To validate the indel calls, PCR primers and probes were designed for 10 indels. PCR products were used to genotype 90 Danish Holstein breeding bulls. Genotyping was performed by size determination on a 3730XL DNA analyzer and the data was analyzed using Genemapper v.3.7 (Applied Biosystems, Foster City CA, USA). Of the 10 indels genotyped, 9 indels were found to be true indels.
Functional annotation of variants
Annotation using NGS-SNP [25] assigned a range of functional classes to the variants identified (Table 5). Most of the variants were located in intergenic regions. Intronic variants represent the majority of the variants located in genic regions whereas the regions 5 kb upstream and downstream of a transcript exhibited a total of 772,334 variants. 27,644 variants were located in the 5′ or 3′ untranslated regions. The number of variants identified in splice sites included 283 splice donor and 300 splice acceptor site variants. In addition, 7289 variants causing a change within the region of the splice site (1–3 bases into an exon or 3–8 bases into an intron) were found. In total, 74,886 SNPs were predicted to affect the coding sequences: 395 SNPs were predicted to cause a premature stop codon, 29 to destroy a termination codon, and 34,257 (45.74 %) to cause non-synonymous substitutions (34,183 missense and 74 SNPs predicted to change at least one base of the first codon of a transcript). The remaining 40,180 SNPs in the coding sequences were predicted to have either synonymous or indeterminate effects. In total 1937 indels were identified in coding sequences: 1302 indels predicted to cause a disruption of the translational reading frame, 194 indels predicted to cause inframe insertions, 261 to cause inframe deletions, 44 to create amino acid changes in the encoded protein without changing the frame, one to destroy the initiation codon and 137 to have an indeterminate effect. We observed that indels in coding sequences were enriched for lengths that are a multiple of three (3n) (Fig. 2) suggesting a purifying selection against frame-shift in coding sequences as has been observed by Daetwyler et al. [16]. Considering SNPs and indels jointly 3984 variants were identified in non-coding genes: 3839 in non-coding exons, 99 in mature miRNAs and 46 in non-coding RNAs. Annotation revealed that the proportion of non-synonymous nucleotide substitutions, splice site and frameshift variants was lower in Danish Holstein than in the Japanese Kuchinoshima-Ushi [8] and Korean Hanwoo breeds [10] in agreement with the previous studies on these two breeds.
LoF variants in protein-coding genes
We identified 2145 LoF variants in 1453 protein-coding genes in total including 395 stop gains in 345 genes, 448 splice site variants (splice donor and splice acceptor sites) in 392 genes and 1302 frame-shift indel variants in 931 genes (Table 6).

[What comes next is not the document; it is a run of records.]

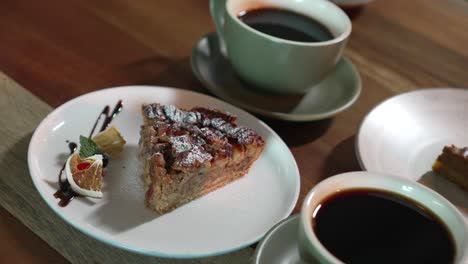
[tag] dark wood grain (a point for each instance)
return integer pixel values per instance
(61, 49)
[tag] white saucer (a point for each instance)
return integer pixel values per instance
(280, 244)
(404, 135)
(333, 95)
(227, 219)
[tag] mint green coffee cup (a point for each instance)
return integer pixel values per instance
(275, 64)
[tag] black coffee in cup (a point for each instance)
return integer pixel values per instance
(374, 226)
(286, 24)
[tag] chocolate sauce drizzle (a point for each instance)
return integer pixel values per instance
(65, 192)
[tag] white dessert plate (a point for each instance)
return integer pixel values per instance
(336, 93)
(404, 135)
(280, 244)
(227, 219)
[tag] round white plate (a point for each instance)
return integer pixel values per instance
(405, 134)
(229, 218)
(280, 244)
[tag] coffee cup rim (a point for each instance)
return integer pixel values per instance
(336, 39)
(306, 210)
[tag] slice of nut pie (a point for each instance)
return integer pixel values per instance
(189, 153)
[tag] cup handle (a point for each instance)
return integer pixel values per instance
(217, 8)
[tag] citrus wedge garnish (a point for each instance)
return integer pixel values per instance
(85, 175)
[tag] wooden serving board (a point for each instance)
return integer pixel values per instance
(20, 113)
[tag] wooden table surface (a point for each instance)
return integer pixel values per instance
(61, 49)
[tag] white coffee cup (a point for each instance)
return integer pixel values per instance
(314, 252)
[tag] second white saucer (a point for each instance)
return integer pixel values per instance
(336, 93)
(280, 245)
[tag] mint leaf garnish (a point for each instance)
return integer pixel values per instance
(87, 147)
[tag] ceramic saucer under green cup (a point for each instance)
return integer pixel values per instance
(337, 92)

There were 215 genes harboring more than one LoF variant. Of these 2145 LoF variants, 1431 were heterozygous at least in one of the sequenced animals while the remaining 714 variants were homozygous in all four sequenced animals. These homozygous variants in all four animals might be breed specific variation, or it might be due to errors in the reference sequence. In total 1568 (73 %) of the LoF variants were not present in dbSNP build 133. Investigation on the distribution and densities of these LoF variants show the highest density on BTA 18 (Fig. 3), particularly in genes spanning the 57–64 Mb region including aldehyde dehydrogenase family 16 member A1 (ALDH16A1) and uncharacterized proteins (ENSBTAG00000006859, ENSBTAG00000037699, ENSBTAG00000011844, ENSBTAG00000040392, ENSBTAG00000000336, ENSBTAG00000014953, ENSBTAG00000009171). A comparison with annotated variants in the Danish Jutland breed [23] revealed a similar rate of LoF variants in this region. However, tandem duplications (TD) and inversions (INV) identified in this region (Additional file 4) suggest that the higher densities of LoF might be influenced by structural variants.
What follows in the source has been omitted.